Cerita-cerita itu membawaku pada pikiran: sudah sejauh ini aku hidup, sebenarnya apa yang aku cari? Uang? Ketika sudah ku dapatkan uang lantas apa? Aku lupa bersyukur dan aku semakin jauh dengan Tuhan. Sholat sering terlewat dan aku lalaikan. Ibadah lainnya tak ku hiraukan. Sudah sangat jarang mendengarkan nasehat dari para pemuka agama. Aku jauh dari agama dan aku jauh dari Tuhan. Aku harus akui aku hanya dekat dengan uang, uang, dan duniawi. Kesadaran itu yang akhirnya mengantarkanku pada tempat persujudan yang telah lama aku tinggalkan. Jika pun tak ku tinggalkan, aku hanya sekadar menyentuhnya lalu pergi tanpa meninggalkan jejak. Malam itu, menjelang dini hari aku tersimpuh memohon ampun seraya melaksanakan sholat isya yang terlambat. Di sujud terkahirku aku tak mampu bangkit. Air mata mengalur sangat deras dan tak tertahankan. Semakin keras aku coba menahan, semakin sakit tenggorokanku rasanya. Akhirnya aku pasrah. Dalam sujudku, ku pasrahkan semua jiwa dan ragaku, terserah mau dibagaimanakan manusia hina ini oleh Tuhan. Namun lagi-lagi, yang aku rasa Tuhan sedang mengelus kepalaku sembari mendengar keluh-kesah dan kesaksian atas segala kesalahanku. Sujudku malam itu adalah sujud terlamaku. Aku tak mau bangkit cepat-cepat. Aku masih mau Tuhan mengelusku dengan penuh cinta, agar aku tenang, agar gelisahku hilang. Akan tetapi sampai selesai sholatku, air mata tak berhenti mengalir, dari situ pula aku memohon ampun pada Tuhan atas segala kesombonganku dan kelalaianku.
Tuhan menegurku dengan memutar kembali ingatanku lewat Siti Nurhaliza. Sebetulnya, bukan aku sangat cinta Siti Nurhaliza seperti cintanga milenial pada Lee Jong Suk. Aku hanya menganggap bahwa Tuhan menegurku dengan cara yang sangat hebat dan tak disangka. Lewat lagu aku menangis. Lewat orang lain aku bisa menangis mengingat Tuhan.

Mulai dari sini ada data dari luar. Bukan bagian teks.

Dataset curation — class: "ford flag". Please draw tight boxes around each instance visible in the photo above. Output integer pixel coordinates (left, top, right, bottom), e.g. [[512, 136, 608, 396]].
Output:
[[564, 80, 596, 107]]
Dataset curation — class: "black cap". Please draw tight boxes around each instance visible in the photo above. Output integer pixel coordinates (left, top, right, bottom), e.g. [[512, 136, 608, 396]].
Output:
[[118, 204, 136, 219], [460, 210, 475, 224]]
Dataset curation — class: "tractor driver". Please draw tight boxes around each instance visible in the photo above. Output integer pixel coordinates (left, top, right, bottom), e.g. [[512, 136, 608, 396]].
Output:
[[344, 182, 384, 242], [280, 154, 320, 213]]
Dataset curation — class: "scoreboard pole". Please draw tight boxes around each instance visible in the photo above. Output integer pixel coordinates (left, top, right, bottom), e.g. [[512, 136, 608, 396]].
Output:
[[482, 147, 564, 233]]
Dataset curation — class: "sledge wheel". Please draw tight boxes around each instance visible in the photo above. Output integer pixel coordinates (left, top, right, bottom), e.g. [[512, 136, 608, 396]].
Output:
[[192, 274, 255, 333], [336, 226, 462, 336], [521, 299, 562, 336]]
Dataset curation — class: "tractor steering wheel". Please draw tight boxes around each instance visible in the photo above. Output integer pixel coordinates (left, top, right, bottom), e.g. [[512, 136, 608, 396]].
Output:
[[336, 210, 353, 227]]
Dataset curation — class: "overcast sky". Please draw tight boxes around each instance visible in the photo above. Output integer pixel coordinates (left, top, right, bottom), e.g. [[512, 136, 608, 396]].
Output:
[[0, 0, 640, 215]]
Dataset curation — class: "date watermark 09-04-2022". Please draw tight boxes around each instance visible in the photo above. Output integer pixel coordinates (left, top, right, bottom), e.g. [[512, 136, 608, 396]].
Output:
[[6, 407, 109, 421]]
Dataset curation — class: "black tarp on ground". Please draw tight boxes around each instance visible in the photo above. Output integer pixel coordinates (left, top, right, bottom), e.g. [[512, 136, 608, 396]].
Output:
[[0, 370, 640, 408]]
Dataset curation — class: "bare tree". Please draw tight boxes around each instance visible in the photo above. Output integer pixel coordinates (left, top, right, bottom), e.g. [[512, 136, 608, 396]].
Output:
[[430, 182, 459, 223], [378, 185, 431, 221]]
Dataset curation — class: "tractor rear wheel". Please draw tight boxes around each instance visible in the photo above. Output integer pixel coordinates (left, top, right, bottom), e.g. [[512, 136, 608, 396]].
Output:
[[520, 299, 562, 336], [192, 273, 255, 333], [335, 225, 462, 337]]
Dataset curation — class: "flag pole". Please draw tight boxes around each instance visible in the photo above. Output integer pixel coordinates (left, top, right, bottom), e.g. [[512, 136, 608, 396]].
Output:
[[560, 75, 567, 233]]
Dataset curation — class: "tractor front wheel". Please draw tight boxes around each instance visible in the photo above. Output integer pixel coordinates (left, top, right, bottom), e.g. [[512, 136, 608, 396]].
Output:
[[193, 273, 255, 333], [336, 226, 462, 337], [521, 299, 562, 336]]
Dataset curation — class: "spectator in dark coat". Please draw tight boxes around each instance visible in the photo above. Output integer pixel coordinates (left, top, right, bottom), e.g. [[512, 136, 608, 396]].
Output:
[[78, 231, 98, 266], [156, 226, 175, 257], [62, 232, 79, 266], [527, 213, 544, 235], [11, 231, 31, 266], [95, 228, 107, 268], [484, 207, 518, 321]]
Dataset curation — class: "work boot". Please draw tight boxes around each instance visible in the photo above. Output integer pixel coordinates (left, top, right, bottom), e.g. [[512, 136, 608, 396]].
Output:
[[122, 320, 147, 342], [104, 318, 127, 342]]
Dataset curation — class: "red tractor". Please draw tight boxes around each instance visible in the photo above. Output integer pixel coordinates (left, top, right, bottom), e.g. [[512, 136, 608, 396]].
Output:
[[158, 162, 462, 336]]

Dan perjalananku yang baru, segera dimulai. Mengingat Tuhan dalam setiap tarikan nafas adalah sebuah kewajiban. Melibatkan Tuhan dalam setiap kegelisahan dan kegembiraan adalah keharusan. Dan jika aku boleh jujur, selama dua pekan ini aku kerap menangis oleh hal-hal yang sebenarnya tak terlalu menyentuh. Namun rasanya air mata ini terlalu mudah untuk mengalir. Aku percaya, Tuhan sedang memberiku program untuk membersihkan hatiku dari kebusukan-kebusukan yang telah membatu. Semoga hatiku belum mati dan belum terkunci. Semoga Tuhan benar-benar memberiku kesempatan untuk bisa memperbaiki diri dan tujuan hidup. Dengan segala kerendahan hati, aku ingin bersaksi, bahwa aku terlalu lemah untuk tidak meminta bantuan dan bimbingan Tuhan dalam menjalani kehidupanku. Semoga apa yang ku tulis menjadi kisah yang bisa memberikan manfaat bagi orang lain. Dan semoga tujuan hidupku tidak melenceng kepada hal-hal yang tak Tuhan izinkan. Aamiin.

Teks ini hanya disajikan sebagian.